On Fri, Jan 27, 2017 at 6:55 AM, Etienne Chauchot <[email protected]> wrote:
> Hi Robert,
>
> Le 26/01/2017 à 18:17, Robert Bradshaw a écrit :
>>
>> First off, let me say that a *correctly* batching DoFn is a lot of
>> value, especially because it's (too) easy to (often unknowingly)
>> implement it incorrectly.
>
> I definitely agree, I put a similar comment in another email.
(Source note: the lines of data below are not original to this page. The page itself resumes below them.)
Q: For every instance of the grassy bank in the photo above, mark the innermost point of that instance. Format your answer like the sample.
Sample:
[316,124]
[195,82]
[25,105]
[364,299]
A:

As an example
> I recall a comment of someone in stackoverflow who said that he would have
> forgotten to flush the batch in finishBundle.
>>
>> My take is that a BatchingParDo should be a PTransform<PCollection<T>,
>> PCollection<O>> that takes a DoFn<? super Iterable<T>, ? extends
>> Iterable<O>> as a parameter, as well as some (optional?) batching
>> criteria (probably batch size and/or batch timeout).
>
> This is how I implemented it plus another perElement function that produces
> an intermediary type to allow the user to use another type than InputType in
> perBatchFn (for ex convert elements to DTO and to call external service in
> perBatchFn using DTOs) or to do any other per-element computation before
> adding elements to the batch.
I think we should omit the perElement as part of this transform as
that can be done immediately prior to this one without any loss of
generality or utility. One can always wrap this composition in a new
PTransform if desired.
> Besides I used SimpleFunctions
>
> SimpleFunction<InputT, IntermediaryT> perElementFn;
> SimpleFunction<ArrayList<IntermediaryT>, ArrayList<OutputT>> perBatchFn;
>
> The input ArrayList in perBatchFn is the buffer of elements.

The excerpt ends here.